In practise NZ First, an essential coalition partner for Labour, will block tax increases, so most of Labour's programme will not actually be deliverable, certainly not the big ticket items.

So if we change the government, what will actually change (apart from the people in the ministerial offices)?


by Megan Pledger on June 13, 2017
Megan Pledger

If all that changes are the people in ministerial offices then that will be enough for me.

But I actually expect they will deliver a lot more - especially on integrity issues where the Nat Govt have got a woeful record.

by Wayne Mapp on June 13, 2017
Wayne Mapp

A further reflection on the results of the UK election. 

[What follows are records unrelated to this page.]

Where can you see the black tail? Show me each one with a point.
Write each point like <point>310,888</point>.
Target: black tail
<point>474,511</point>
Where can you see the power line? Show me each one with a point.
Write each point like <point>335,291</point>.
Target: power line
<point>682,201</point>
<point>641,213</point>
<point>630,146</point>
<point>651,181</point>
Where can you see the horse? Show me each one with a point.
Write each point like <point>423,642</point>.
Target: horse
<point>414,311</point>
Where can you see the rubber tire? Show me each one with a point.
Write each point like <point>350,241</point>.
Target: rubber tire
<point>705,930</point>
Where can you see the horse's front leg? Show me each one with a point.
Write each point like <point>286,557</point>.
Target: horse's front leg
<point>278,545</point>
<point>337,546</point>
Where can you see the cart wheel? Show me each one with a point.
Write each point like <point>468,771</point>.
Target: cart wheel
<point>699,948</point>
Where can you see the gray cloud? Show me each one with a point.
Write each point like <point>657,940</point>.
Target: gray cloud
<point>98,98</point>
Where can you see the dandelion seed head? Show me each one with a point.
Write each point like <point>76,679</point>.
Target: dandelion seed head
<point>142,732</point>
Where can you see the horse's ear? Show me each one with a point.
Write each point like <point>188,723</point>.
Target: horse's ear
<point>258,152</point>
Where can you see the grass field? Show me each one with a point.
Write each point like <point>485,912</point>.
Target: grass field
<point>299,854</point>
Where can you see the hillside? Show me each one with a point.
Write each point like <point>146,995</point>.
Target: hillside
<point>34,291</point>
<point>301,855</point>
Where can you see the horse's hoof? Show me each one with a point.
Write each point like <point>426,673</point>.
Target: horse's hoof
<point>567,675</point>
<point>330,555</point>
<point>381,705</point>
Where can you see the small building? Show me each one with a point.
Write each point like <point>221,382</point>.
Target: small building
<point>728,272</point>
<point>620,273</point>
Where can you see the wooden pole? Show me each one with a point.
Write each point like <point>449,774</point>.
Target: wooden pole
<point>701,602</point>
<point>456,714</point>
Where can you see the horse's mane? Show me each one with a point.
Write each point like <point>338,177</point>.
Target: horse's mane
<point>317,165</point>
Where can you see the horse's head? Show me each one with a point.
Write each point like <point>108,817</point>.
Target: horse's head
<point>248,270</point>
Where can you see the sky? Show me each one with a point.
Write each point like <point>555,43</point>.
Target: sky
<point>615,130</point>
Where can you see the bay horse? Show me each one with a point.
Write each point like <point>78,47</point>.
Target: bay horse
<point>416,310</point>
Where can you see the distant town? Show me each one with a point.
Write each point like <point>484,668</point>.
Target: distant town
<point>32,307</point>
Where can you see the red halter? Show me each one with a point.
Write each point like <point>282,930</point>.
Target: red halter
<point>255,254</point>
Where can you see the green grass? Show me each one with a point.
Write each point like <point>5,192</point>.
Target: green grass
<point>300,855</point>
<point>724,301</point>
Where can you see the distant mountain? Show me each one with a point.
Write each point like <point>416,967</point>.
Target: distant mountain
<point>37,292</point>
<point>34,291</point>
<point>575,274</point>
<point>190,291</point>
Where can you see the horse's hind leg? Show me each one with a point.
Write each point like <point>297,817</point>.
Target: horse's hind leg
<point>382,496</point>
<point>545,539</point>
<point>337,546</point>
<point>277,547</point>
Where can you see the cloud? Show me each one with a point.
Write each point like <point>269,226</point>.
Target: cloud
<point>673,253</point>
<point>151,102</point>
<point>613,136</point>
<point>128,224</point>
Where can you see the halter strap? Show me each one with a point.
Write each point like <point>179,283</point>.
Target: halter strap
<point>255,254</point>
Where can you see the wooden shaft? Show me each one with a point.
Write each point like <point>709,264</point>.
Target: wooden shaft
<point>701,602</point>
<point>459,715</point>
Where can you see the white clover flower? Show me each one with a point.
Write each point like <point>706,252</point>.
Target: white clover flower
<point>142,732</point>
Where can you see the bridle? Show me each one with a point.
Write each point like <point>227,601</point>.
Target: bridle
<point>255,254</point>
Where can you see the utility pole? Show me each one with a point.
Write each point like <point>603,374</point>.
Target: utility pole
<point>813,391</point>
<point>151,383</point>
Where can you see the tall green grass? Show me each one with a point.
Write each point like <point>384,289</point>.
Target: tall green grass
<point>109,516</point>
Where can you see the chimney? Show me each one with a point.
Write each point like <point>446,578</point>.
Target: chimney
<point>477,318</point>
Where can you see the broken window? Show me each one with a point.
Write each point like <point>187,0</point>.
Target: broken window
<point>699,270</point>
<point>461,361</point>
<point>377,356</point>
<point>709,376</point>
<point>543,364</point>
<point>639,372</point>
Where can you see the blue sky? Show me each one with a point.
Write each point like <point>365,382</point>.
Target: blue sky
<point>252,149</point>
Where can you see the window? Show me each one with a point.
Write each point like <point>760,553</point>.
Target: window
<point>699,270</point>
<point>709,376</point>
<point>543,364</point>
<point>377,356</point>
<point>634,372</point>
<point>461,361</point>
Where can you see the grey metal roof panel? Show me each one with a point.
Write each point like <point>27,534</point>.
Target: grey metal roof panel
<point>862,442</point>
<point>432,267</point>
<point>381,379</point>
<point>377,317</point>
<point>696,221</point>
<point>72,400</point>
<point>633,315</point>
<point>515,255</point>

If Labour and the Greens conclude that Corbyn succeded in lifting the Labour vote from less than 30% to 40% due a more left wing programme, will they abondon the Budget Responsibility Rules? That gvies them the freedom to promote a programme of much greater public spending accompanied by substantial tax increases.

For instance no tertiary fees (already promised for 3 years study) plus a universal student allowance. Free doctors visits to age 18. And so on.

Easy to get to say $6 to 7 billion in promises, which would be a 10% increase in government spending, but would also require substantial personal tax increases.

It would be a real difference to National.

They must be tempted, given that most people are not even aware of the existence of the Budget Responsibility Rules, much less what they say. 

by Alan Johnstone on June 13, 2017
Alan Johnstone

Corbyn ran on a platform of no tax increases for those earning less than GBP 80k, which works out at around $165k NZ.

There'd be very little political downside for Labour to pitch tax increases at this threshold and couple it with some form of wealth tax.

by Katharine Moody on June 13, 2017
Katharine Moody

I think you're wrong on NZ First when you state this Wayne:

"In practise NZ First, an essential coalition partner for Labour, will block tax increases, so most of Labour's programme will not actually be deliverable, certainly not the big ticket items."

Here's a cut and paste from their website policy on tax:

"To replace the existing tax system with a fair and equitable system based on people's capacity to pay, so that people and businesses who benefit from the higher incomes made possible by New Zealand’s economic potential will bear a greater portion of the tax burden than those with lower incomes".


by Ross on June 14, 2017

So if we change the government, what will actually change (apart from the people in the ministerial offices)?

Maybe the next PM could give the Israeli PM a call and tell his government to stop breaching international law, and that Israel is welcome to withdraw their ambassador anytime. That wouldn't of course come from Bill English whose motto seems to be: "These are my principles and if you don't like them...well, I have others".


by Ross on June 14, 2017

With National complaining about Labour's immigration and housing policies, I'm amazed that Wayne can't seem to spot any differences between the main parties. Oh and Labour supports a Criminal Cases Review Commission which National opposes...Judith Collins said that Teina Pora spending a mere 21 years in prison for a crime he didn't commit shows the system works well!